15675. He put it on himself as representing his 7.30 position?
- Yes.

15676. Then for the purpose of working out what your position was when the collision occurred did you actually have recourse to the chart?
- None whatever. I had the 7.30 position in my work book.

15677. You had a note of it?
- Yes.

15678. You would not have to return to look at the chart after the accident?
- No, I had used that same position two or three times after giving it to the Captain, and that same course I used two or three times after giving it to the Captain as well, between 10 o'clock and the time of the collision, for the purpose of working up stellar deviations.

15679. That is to say checking where you were?
- No, checking the compass error.

15680. Did I understand you to tell one of my friends that it was you who had marked upon the Captain's chart the position of ice as reported?
- Yes.

15681. I am going to ask the Court to allow me to read to them in order of time some messages which we can prove got to your ship, and I will ask you if you remember them. First of all, you remember the "La Touraine" message?
- Yes.

15682. Which was two days before I think, on the 12th?
- I do not remember the date exactly, but I think it was about a couple of days previous.
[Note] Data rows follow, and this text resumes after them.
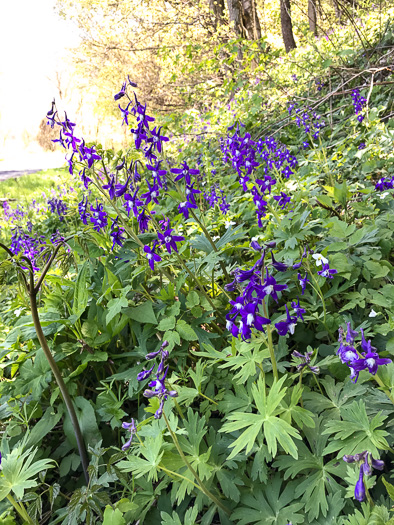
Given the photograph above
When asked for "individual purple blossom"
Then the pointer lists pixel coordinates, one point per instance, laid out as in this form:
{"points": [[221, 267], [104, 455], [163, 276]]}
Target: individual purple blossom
{"points": [[132, 202], [184, 173], [157, 173], [359, 490], [371, 361], [82, 208], [84, 178], [169, 240], [99, 217], [184, 208], [121, 93], [299, 311], [143, 221], [121, 188], [151, 255], [327, 272], [152, 194], [133, 430], [157, 139], [280, 267], [111, 187], [190, 192], [117, 233], [287, 326], [282, 199], [366, 467], [305, 361], [270, 287]]}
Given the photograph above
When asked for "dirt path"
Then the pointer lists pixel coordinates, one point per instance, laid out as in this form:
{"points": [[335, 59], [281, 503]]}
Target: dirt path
{"points": [[4, 175]]}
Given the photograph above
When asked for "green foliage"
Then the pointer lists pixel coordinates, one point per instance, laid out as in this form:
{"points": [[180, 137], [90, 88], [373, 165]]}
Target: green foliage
{"points": [[255, 428]]}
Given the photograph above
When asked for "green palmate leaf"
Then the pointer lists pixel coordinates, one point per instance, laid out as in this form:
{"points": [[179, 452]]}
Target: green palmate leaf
{"points": [[389, 488], [355, 432], [113, 516], [148, 465], [19, 471], [188, 519], [315, 477], [377, 515], [35, 375], [247, 361], [81, 294], [265, 423], [186, 331], [142, 313], [271, 506]]}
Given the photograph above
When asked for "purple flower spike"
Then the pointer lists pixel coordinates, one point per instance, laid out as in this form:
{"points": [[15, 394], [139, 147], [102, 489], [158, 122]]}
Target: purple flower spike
{"points": [[298, 309], [377, 463], [280, 267], [359, 491], [169, 240], [270, 287], [287, 326], [327, 271], [303, 281], [152, 257]]}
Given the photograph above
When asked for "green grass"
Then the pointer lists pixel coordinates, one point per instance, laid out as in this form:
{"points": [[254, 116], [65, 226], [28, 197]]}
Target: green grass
{"points": [[31, 186]]}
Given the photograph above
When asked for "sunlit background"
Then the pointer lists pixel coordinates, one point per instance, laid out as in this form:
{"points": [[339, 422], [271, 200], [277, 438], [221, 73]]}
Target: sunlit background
{"points": [[33, 70]]}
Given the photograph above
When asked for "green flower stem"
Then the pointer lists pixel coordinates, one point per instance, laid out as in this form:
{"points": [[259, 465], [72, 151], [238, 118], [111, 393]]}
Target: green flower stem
{"points": [[318, 384], [274, 213], [369, 499], [59, 379], [319, 293], [271, 345], [300, 383], [20, 509], [384, 388], [199, 284], [201, 484]]}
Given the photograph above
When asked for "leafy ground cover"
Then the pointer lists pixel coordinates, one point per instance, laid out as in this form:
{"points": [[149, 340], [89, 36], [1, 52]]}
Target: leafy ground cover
{"points": [[199, 329], [31, 186]]}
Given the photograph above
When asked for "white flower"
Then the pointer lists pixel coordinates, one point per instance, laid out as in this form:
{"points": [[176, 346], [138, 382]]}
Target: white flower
{"points": [[319, 259]]}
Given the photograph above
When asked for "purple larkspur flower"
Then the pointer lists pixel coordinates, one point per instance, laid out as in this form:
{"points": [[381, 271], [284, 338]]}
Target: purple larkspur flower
{"points": [[99, 217], [287, 326], [151, 255], [169, 240]]}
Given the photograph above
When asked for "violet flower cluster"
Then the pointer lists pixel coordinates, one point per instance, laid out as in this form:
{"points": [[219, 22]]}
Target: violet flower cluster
{"points": [[247, 156], [358, 104], [356, 360], [367, 463], [128, 191], [133, 430], [157, 387], [58, 206], [307, 118], [259, 284], [31, 247]]}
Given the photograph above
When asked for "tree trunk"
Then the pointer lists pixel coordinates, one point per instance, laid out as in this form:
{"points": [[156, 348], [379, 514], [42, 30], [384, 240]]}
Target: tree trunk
{"points": [[235, 14], [218, 10], [250, 20], [287, 26], [312, 16]]}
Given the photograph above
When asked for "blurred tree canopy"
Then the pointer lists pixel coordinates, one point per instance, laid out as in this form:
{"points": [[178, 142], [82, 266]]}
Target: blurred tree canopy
{"points": [[180, 52]]}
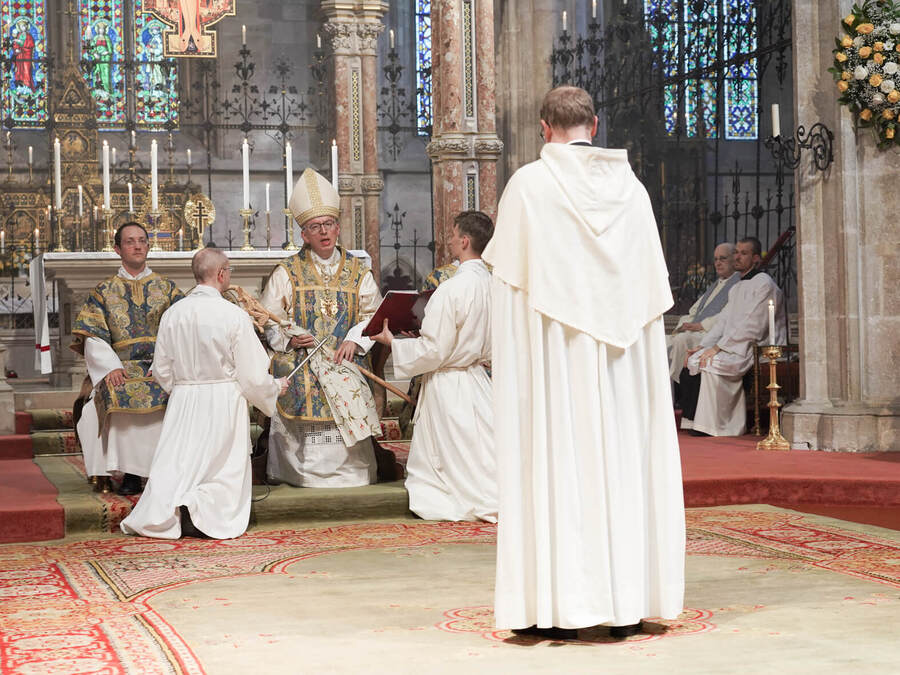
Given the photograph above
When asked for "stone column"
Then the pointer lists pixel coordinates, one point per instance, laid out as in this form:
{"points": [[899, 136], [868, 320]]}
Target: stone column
{"points": [[353, 28], [464, 147], [847, 266]]}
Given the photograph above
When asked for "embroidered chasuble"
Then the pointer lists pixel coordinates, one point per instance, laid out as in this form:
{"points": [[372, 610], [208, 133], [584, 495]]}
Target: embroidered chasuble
{"points": [[125, 314], [326, 306]]}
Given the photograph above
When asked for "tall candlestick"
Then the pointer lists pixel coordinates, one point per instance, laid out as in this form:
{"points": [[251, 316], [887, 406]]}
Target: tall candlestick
{"points": [[245, 158], [154, 179], [105, 175], [288, 171], [334, 164], [771, 322], [57, 174]]}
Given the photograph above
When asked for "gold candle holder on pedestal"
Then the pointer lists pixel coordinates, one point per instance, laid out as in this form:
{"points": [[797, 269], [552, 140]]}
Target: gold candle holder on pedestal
{"points": [[107, 218], [774, 441], [154, 217], [245, 215], [290, 246]]}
15683. Then do you remember the "Caronia" message?
- I remember the "Caronia" message; I remember having that, and I pinned that on the board.

15684. Do you remember any other message about ice or whether there was any ice?
- There were others, but I cannot remember, and I cannot fix the place.

15685. Let us be careful about this. Did you say there were others?
- Yes, there were others.

15686. Do you mean there were more than three; I mean there was the "La Touraine," and the "Caronia"?
- There were some positions we had and I fancy we got them leaving Queenstown or got them leaving Southampton.

15687. I mean after "La Touraine"?
- Yes, there was another one, but I cannot remember what it was after "La Touraine."

15688. That is the extent of your recollection. And as far as the messages were brought to your attention did you plot them out on the chart and mark them?
- Yes.

15689. (The Solicitor-General.) Now, My Lord, I think the thing which is clearest for your Lordship to follow is to read the messages in order of date while this Witness is here. The first one we have got a check of is the 12th of April. That is the Friday in the evening, sent from "La Touraine" to the "Titanic." May I just read the message as I have it before me? "From 'Touraine' to Captain 'Titanic.' My position, 7 p.m., G.M.T., lat. 49.28, long. 26.28 W. Dense fog since this night. Crossed thick ice-field lat. 44.58, long. 50.40' Paris'; saw another ice-field and two icebergs lat. 45.20, long. 45.09 ' Paris'; saw a derelict 40.56 long. 68.38, 'Paris.' Please give me your position. Best regards and bon voyage." That is signed "Caussin." I suppose that is the Captain. And that is acknowledged?
- There is one thing I want to ask about that message. You allude to "Paris." Does that "Paris" mean the ship "Paris," or does it mean the longitude given as from the meridian of Paris?

15690. I think, inasmuch as it follows two longitudes, it must mean the longitude of Paris?
- That is what I think.

15691. It is evidently the longitude of Paris?
- Yes, and that is what we allowed. We had some discussion on board the ship - the Captain, Mr. Wilde, and myself. I forget the difference in longitude between Paris and the British meridian, but we allowed for that.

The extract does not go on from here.